What is a 'Zero Balance Card'

A zero balance card is a credit card on which a consumer does not owe any money because they have paid any balances owed in full and has not made any new purchases.

BREAKING DOWN 'Zero Balance Card'

A zero balance card could also be one that a consumer applied for and was approved for, but to which the consumer has never charged anything. This is available credit so it is accessible to the consumer should they ever need it, but the card has never been used or likely is not used on a regular basis.

Before the Credit CARD Act of 2009, consumers with zero balance cards sometimes found that they had been charged a dormancy fee or inactivity fee for not using their cards. The Act made these fees illegal. Carrying a zero balance card could still cost a consumer money if the card has an annual fee, however.

Assuming a zero balance card does not have an annual fee, keeping the account open can benefit the cardholder by boosting his credit scores. Credit utilization is a major component of a consumer’s credit score, with a lower ratio viewed more favorably and having an unused credit line can lower this ratio.

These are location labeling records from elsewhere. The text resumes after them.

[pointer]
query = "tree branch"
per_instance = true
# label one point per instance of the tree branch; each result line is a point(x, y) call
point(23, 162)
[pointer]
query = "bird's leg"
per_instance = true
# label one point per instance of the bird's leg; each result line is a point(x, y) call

Example of Credit Advantage of a Zero Balance Card

Suppose Sarah has three credit cards: one zero balance card with a $5,000 credit limit, one card with a $1,000 balance and a $4,000 credit limit, and one card with a $2,000 balance and a $3,000 credit limit. The total amount of credit she is using is $3,000, and her total available credit is $12,000, making her credit utilization ratio 25 percent. If she closed the zero balance card, her total available credit would drop to $7,000 and her credit utilization ratio would increase to 43 percent.

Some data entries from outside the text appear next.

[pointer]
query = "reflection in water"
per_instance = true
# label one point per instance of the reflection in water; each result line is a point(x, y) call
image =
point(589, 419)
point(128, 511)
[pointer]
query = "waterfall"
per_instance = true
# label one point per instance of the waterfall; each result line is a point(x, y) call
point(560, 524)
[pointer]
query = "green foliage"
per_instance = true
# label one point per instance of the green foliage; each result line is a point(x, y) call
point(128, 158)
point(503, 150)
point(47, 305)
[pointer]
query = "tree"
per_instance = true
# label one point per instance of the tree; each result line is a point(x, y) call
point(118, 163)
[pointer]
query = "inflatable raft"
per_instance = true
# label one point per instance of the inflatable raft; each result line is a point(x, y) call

Credit scoring models look at a consumer’s overall borrowing picture, so there’s no way to know for sure how closing the zero balance card could affect Sarah’s credit score, but it could go down as a result. The more it looks like Sarah needs to use the limited credit available to her, the higher risk she appears to pose to potential lenders and creditors.

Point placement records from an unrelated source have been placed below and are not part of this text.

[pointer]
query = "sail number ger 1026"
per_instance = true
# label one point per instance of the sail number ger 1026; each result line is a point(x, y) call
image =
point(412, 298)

Sarah might find that her credit card issuer eventually cancels her zero balance card if she doesn’t use it at all; customers who don’t use their credit cards aren’t profitable. If she wants to keep the account open but stay out of debt, she can make an occasional small purchase and immediately repay it in full. This practice will also establish a credit history of on-time bill payment, which is another major factor in boosting a consumer’s credit score.